Introduction

The Ecological footprint collects data on the ecological assets that a given population requires to produce the natural resources it consumes (including plant-based food and fiber products, livestock and fish products, timber and other forest products, space for urban infrastructure) and to absorb its waste, especially carbon emissions.

This is an Exploratory Data Analysis on the Dataset.

I would like to find answers with questions such as: Which countries ranks highest in terms of Ecological Footprints and Total Biocapacities? We would like to look for some trends with regards to Population and Ecological footprints, Total Biocapacity within each Region corresponding to it’s individual HDI indexes.

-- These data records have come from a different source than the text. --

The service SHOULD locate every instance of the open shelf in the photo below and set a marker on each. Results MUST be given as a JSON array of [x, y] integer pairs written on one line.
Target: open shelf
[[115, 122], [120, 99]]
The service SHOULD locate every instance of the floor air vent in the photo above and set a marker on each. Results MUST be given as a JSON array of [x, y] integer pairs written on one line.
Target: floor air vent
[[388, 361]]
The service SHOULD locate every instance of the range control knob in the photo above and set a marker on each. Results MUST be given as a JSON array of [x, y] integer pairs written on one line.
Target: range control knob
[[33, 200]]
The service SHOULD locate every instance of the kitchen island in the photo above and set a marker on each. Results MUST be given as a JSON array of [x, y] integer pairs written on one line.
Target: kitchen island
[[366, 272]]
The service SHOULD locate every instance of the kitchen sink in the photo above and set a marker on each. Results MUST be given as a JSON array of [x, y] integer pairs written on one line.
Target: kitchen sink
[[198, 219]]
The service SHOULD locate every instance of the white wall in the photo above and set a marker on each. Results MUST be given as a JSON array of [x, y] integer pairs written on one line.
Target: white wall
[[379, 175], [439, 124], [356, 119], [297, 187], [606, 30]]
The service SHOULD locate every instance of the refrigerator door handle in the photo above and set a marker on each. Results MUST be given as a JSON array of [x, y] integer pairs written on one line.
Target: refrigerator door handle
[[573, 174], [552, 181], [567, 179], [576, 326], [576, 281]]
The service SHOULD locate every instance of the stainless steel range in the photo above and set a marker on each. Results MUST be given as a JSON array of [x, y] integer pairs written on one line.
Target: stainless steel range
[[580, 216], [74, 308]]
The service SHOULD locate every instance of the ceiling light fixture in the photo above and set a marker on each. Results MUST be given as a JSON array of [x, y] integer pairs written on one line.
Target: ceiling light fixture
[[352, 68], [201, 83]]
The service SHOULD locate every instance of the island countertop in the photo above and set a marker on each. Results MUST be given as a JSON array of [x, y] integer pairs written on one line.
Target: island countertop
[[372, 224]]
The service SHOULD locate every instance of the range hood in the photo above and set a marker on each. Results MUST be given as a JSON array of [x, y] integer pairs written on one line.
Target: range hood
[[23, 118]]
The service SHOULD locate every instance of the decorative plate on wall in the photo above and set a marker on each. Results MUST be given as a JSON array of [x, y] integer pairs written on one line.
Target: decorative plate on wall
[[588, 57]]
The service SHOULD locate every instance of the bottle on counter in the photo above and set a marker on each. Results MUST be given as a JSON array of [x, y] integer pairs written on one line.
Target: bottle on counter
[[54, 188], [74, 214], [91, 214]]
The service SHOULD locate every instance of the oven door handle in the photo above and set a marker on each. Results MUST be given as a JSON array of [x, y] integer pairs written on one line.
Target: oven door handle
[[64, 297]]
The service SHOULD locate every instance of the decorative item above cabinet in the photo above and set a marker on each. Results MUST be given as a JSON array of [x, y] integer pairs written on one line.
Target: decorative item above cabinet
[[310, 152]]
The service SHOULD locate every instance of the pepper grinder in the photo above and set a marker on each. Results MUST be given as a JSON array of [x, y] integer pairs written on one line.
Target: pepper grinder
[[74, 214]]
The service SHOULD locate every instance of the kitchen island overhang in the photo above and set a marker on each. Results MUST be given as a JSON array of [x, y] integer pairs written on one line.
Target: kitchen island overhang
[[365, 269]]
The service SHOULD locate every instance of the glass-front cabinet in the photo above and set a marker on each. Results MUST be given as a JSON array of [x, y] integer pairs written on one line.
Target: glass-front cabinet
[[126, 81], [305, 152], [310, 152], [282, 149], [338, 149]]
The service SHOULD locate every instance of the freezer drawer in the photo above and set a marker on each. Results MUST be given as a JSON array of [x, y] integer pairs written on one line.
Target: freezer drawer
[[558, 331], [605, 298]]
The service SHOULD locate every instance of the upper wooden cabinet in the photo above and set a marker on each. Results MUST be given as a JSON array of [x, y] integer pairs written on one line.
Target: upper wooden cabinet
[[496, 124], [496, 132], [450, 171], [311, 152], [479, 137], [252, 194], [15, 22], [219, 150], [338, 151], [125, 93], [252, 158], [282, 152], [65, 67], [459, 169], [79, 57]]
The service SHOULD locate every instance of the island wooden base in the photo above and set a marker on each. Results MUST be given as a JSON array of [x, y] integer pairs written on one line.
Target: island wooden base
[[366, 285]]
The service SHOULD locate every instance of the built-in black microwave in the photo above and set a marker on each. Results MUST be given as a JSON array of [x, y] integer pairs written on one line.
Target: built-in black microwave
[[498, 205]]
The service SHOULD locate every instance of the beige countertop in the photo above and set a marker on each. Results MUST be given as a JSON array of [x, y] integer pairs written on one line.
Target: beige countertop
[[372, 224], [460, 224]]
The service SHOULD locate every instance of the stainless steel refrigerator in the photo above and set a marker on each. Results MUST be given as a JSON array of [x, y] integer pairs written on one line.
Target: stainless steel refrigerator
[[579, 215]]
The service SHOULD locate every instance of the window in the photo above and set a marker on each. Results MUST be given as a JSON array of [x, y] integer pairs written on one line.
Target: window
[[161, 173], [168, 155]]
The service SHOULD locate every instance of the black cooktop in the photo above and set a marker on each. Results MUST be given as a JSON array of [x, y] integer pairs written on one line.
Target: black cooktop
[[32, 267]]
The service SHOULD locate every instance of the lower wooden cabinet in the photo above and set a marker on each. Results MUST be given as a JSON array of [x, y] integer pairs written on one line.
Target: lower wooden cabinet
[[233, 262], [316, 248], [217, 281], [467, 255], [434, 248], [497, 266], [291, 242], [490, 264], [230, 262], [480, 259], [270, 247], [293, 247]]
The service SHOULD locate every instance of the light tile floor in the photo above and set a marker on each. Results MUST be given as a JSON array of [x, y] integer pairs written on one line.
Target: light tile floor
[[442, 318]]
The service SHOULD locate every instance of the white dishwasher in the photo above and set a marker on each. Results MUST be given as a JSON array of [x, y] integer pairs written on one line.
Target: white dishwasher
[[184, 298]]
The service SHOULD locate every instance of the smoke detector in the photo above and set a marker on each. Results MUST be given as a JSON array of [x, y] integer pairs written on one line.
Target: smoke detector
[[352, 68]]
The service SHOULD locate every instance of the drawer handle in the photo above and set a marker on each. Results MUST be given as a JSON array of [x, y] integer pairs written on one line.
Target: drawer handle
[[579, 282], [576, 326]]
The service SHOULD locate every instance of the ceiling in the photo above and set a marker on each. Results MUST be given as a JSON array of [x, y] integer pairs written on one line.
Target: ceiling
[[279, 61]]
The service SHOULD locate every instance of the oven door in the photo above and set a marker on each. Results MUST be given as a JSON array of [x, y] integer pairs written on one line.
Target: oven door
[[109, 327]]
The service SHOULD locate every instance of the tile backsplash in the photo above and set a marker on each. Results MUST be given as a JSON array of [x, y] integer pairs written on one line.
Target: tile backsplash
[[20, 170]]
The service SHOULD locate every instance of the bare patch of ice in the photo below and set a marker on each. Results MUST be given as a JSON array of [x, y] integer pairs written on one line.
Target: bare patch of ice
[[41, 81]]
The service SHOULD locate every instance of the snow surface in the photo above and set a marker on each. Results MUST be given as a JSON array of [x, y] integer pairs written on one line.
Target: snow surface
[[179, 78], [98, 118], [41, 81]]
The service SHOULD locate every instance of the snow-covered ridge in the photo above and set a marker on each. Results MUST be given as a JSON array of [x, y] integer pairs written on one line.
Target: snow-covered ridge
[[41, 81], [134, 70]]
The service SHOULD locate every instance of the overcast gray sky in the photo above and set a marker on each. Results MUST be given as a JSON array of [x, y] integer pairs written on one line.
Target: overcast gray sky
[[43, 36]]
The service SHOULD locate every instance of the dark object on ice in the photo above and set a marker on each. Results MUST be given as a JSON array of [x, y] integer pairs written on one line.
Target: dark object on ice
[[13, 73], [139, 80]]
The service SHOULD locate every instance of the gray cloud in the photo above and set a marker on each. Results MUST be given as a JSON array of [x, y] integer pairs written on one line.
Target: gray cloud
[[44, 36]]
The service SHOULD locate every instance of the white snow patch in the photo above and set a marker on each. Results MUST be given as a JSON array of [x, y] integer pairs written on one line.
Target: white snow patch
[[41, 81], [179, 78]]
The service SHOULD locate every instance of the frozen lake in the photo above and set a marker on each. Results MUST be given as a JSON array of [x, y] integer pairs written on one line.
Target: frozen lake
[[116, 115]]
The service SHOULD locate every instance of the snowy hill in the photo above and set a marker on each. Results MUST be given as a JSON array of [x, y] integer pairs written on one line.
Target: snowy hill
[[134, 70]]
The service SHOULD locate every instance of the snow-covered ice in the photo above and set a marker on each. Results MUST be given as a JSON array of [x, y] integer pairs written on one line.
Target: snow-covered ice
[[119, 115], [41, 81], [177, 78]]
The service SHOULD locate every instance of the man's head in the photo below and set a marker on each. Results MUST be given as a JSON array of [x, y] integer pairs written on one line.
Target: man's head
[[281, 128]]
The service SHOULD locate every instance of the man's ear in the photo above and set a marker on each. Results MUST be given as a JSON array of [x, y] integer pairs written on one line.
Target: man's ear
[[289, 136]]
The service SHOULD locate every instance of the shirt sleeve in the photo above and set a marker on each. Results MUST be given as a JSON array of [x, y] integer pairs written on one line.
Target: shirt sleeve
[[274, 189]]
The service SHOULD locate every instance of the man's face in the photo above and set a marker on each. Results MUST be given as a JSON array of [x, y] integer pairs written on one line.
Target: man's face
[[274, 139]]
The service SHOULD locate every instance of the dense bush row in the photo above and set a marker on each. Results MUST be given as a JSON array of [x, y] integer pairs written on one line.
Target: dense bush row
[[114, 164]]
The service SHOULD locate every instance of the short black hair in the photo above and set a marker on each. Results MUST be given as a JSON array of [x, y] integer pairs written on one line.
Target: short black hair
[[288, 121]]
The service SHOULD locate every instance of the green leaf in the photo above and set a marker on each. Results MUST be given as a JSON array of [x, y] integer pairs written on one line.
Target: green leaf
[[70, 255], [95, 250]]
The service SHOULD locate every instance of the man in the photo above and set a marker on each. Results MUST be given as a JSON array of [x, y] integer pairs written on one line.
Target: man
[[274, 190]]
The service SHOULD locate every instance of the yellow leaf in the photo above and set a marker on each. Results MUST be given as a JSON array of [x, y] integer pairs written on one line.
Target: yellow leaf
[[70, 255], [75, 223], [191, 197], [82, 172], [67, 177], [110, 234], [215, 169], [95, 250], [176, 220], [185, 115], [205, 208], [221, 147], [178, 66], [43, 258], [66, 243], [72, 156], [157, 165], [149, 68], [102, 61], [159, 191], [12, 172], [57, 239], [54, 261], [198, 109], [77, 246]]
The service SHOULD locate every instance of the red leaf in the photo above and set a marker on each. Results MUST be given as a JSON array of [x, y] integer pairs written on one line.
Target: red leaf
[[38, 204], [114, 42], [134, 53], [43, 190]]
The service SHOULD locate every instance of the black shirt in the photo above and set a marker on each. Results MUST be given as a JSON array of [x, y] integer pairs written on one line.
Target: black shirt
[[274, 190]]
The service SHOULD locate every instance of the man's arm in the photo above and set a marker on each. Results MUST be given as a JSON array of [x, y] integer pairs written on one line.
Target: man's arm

This is a Work In Progress. I hope you like it.

Read the Data

Check our Data Variables

Country and Total Ecological Footprint

Country and Ecological footprint

We examine the top countries which rank highest in terms of ecological footprint

country %>%
  group_by(Country) %>%
  summarise(EcoFootprintMedian = median(`Total Ecological Footprint`, na.rm = TRUE)) %>%
  ungroup() %>%
  mutate(Country = reorder(Country,EcoFootprintMedian)) %>%
  arrange(desc(EcoFootprintMedian)) %>%
  head(20) %>%
  
  
  ggplot(aes(x = Country,y = EcoFootprintMedian, fill = Country)) +
  geom_bar(stat='identity', color = "white") +
  geom_text(aes(x = Country, y = 1, label = paste0("(",EcoFootprintMedian,")",sep="")),
            hjust=0, vjust=.5, size = 4, colour = 'blue',
            fontface = 'bold') +
  labs(x = 'countries', 
       y = 'Median Eco Footprint', 
       title = 'Countries With Highest EcoFootprint') +
  coord_flip() + 
  theme(axis.text.x = element_text(angle=90),plot.title  =element_text(size=8),panel.background = element_rect(fill="black"),
                         panel.grid.major = element_blank(),
                         panel.grid.minor=element_blank()) + theme(legend.position = "")

Country and Total Biocapacity

We examine the top countries which rank highest in terms of Biocapacity

country %>%
  group_by(Country) %>%
  summarise(BiocapacityMedian = median(`Total Biocapacity`, na.rm = TRUE)) %>%
  ungroup() %>%
  mutate(Country = reorder(Country,BiocapacityMedian)) %>%
  arrange(desc(BiocapacityMedian)) %>%
  head(20) %>%
  
  
  ggplot(aes(x = Country,y = BiocapacityMedian, fill = Country)) +
  geom_bar(stat='identity', color = "white") +
  geom_text(aes(x = Country, y = 1, label = paste0("(",BiocapacityMedian,")",sep="")),
            hjust=0, vjust=.5, size = 4, colour = 'blue',
            fontface = 'bold') +
  labs(x = 'countries', 
       y = 'Median Biocapacities', 
       title = 'Countries With Highest Biocapacities') +
  coord_flip() + 
  theme(axis.text.x = element_text(angle=90),plot.title  =element_text(size=8),panel.background = element_rect(fill="black"),
                         panel.grid.major = element_blank(),
                         panel.grid.minor=element_blank()) + theme(legend.position = "")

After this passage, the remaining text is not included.